On a trouvé un campement qui était un ancien
campement où est-ce qu’ils réparaient des véhicules.
C’est-à-dire la flotte civile qui avait là, qui était toutes
des Toyota Land Rover, peinturés U.N. Il y avait
beaucoup de carcasses de véhicules accidentés là aussi.

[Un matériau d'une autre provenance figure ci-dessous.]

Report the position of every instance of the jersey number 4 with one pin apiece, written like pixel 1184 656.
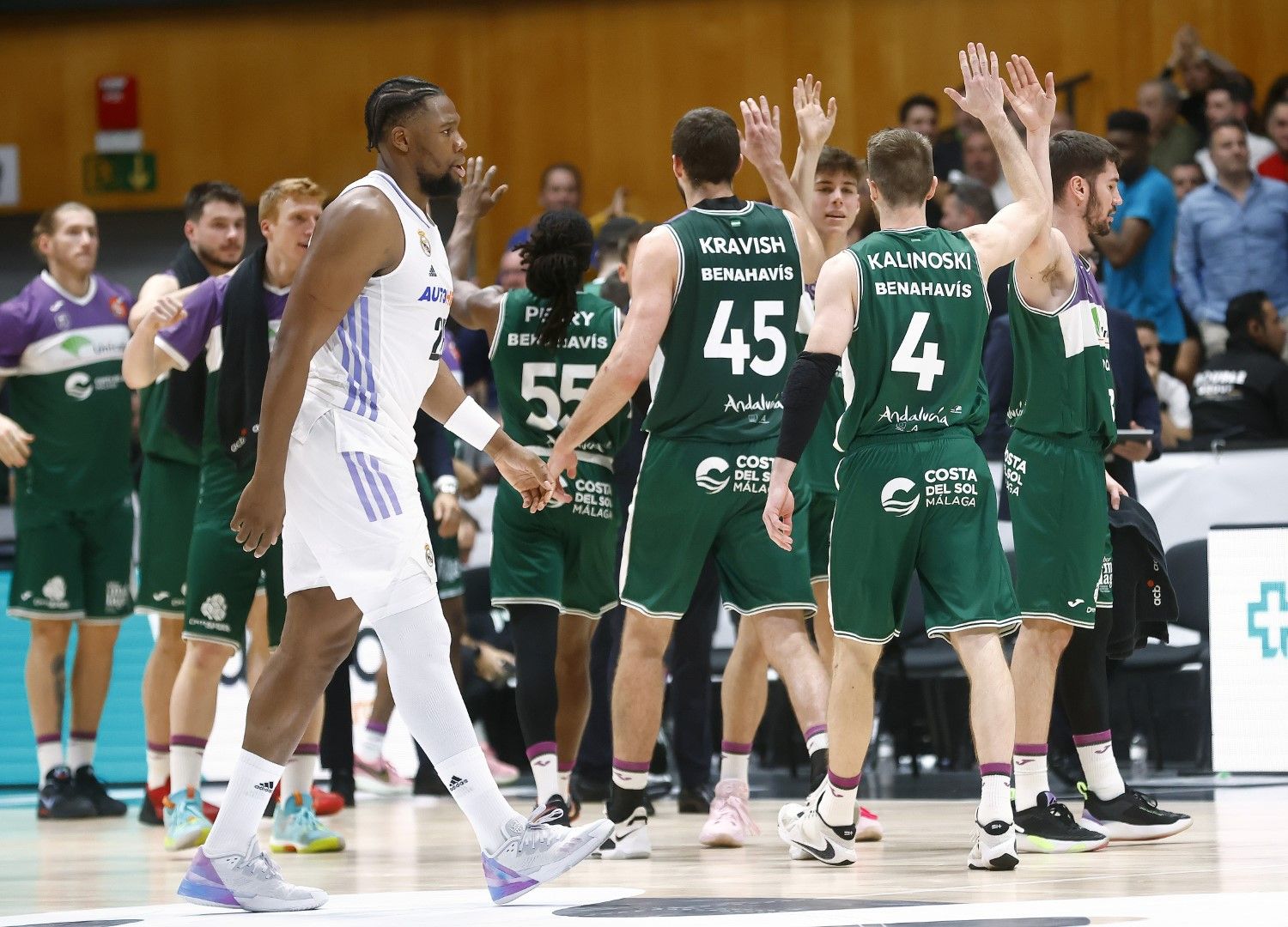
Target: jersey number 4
pixel 927 366
pixel 574 383
pixel 726 342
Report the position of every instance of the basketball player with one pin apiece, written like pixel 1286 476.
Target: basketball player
pixel 170 434
pixel 909 309
pixel 229 321
pixel 553 572
pixel 1063 414
pixel 69 442
pixel 826 182
pixel 357 354
pixel 714 301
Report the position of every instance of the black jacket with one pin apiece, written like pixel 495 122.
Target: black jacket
pixel 1144 599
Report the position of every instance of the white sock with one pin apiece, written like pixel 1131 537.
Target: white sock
pixel 837 800
pixel 80 751
pixel 249 790
pixel 994 800
pixel 420 674
pixel 185 762
pixel 48 756
pixel 545 769
pixel 371 744
pixel 159 765
pixel 1100 767
pixel 1030 775
pixel 734 759
pixel 301 770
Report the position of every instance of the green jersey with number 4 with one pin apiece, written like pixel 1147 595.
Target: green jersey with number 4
pixel 914 362
pixel 538 386
pixel 723 360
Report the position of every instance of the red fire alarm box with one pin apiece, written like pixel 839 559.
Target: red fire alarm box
pixel 118 102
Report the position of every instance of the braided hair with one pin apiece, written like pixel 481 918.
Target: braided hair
pixel 558 257
pixel 392 100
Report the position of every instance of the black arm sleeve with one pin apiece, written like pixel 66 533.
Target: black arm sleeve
pixel 804 397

Ça fait qu’on a trouvé ça et on a décidé de passer la nuit
là, notre première nuit là-bas. Ça a été pas mal
mouvementé, pas mal - comment je dirais ça - inquiet,
un petit peu. La nuit a été... bien, c’est sûr, il n’y a pas
un soldat qui a dormi là. Sur nos cinq, il n’y en a pas un
qui a dormi, ça c’est certain. On entendait des chiens
japper, des chiens hurler, des... on entendait des
plaintes, des coups de feu, du mitraillage, des cris, des
personnes qui hurlaient, ça avait l’air des femmes ou
des enfants. On entendait... il y avait toutes sortes
d’oiseaux de nuit qui se promènent là-bas. Par icitte,
les oiseaux, la nuit, ça dort, mais là-bas il y a des oiseaux
de nuit qui se promènent. Ça atterrissait sur la
couverture en tôle. Ça nous faisait faire des sursauts à
toutes les cinq minutes. Puis on a passé une nuit, c’est-
à-dire, somnolé, comme un bon soldat fait, j’imagine,
dans un conflit. Tu peux pas dormir sur tes deux
oreilles. On a passé la nuit et au matin on s’est réveillé.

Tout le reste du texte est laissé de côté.